Christian Elverdam freely admits they’ve raised the bar in Hitman, which leads us to question where the game goes from here. So, what are their plans for Season 2?
“We got a lot of stuff right in Season 1,” Christian begins. “I’m not saying you don’t look at stuff and say: ‘Wow, I would love to do that even better’. There’s tons of that in there. But we are pretty happy about where we ended up. So, when we are looking at stuff now, we are looking at an entire season and discussing what worked. We’re not saying what didn’t work.
“Take our disguise system. We had such anxiety when the game launched around how it would be perceived. And we’ve had really nice feedback. So, we are going to improve and tweak – we’re not going to redo the disguise system, as an example.
“The mindset is that we are going to take what worked and polish it up and make it even better, instead of thinking we have to rethink a lot of stuff. The elusive targets really made a mark; they really did the opposite of a normal hit. Going from ‘repetition is the key to mastery’ to this moment-in-time-assassination – that feels super solid and obviously was a first. So what is the natural evolution of that? That’s going to be interesting. This is a format where a lot of the characters are still alive which is also completely atypical – we have a lot of important characters alive in the world. So, there’s an [extensive] foundation to build on.”
He’s also keen to find ways to draw in newcomers to Hitman without alienating them with the game’s complexity, and without distancing the super-engaged hardcore fans. “It will be the eternal battleground of Hitman, I think,” he says.
The Future of Gaming
The future of Hitman may or may not tie in with Christian Elverdam’s ideas on the future of gaming, which he sees as containing more immersive VR as well as an increase in augmented reality, along the lines of Pokémon Go. But for Christian, the most profound change happening is one that few people talk about.

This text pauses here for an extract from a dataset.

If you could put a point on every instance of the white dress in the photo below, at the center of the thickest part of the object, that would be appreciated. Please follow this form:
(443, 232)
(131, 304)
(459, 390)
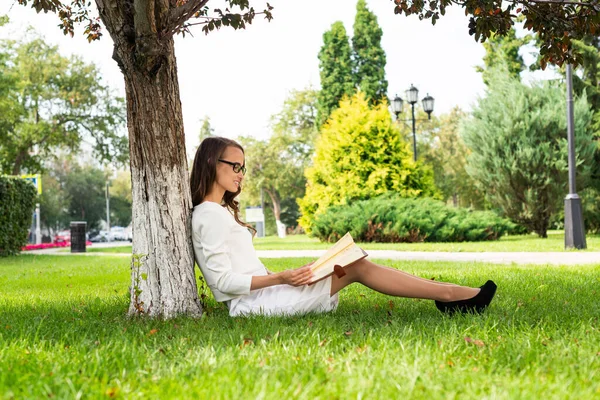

“In 30 years from now, everyone will be playing games,” he predicts. “In the 1970s and 1980s, it was the persona non grata. It’s always been the case that the newest medium is the one under heaviest scrutiny. You know, [people said] VHS tapes would make us stupid or not go to the movies. And then later it was computer games. So, if you think about the future of gaming, I would say let’s see what happens when everyone in the world is a gamer. When the next, or some new, American president in the future is a dedicated gamer. Or when the Danish Prime Minister is a gamer. Right now, you wouldn’t ask if your Prime Minister is going to the movies. You don’t say, ‘By the way, do you go to the movies?’ or, “By the way, do you watch TV shows?’ It would be a ridiculous question. Within a decade or two maybe that will also be a ridiculous question when it comes to games. I think that will actually profoundly change how we think about games.”
For now, we’re just thinking about how we’re going to go about offing that corrupt Italian politician…
Hitman: The Complete First Season is available to buy on disc from January 31.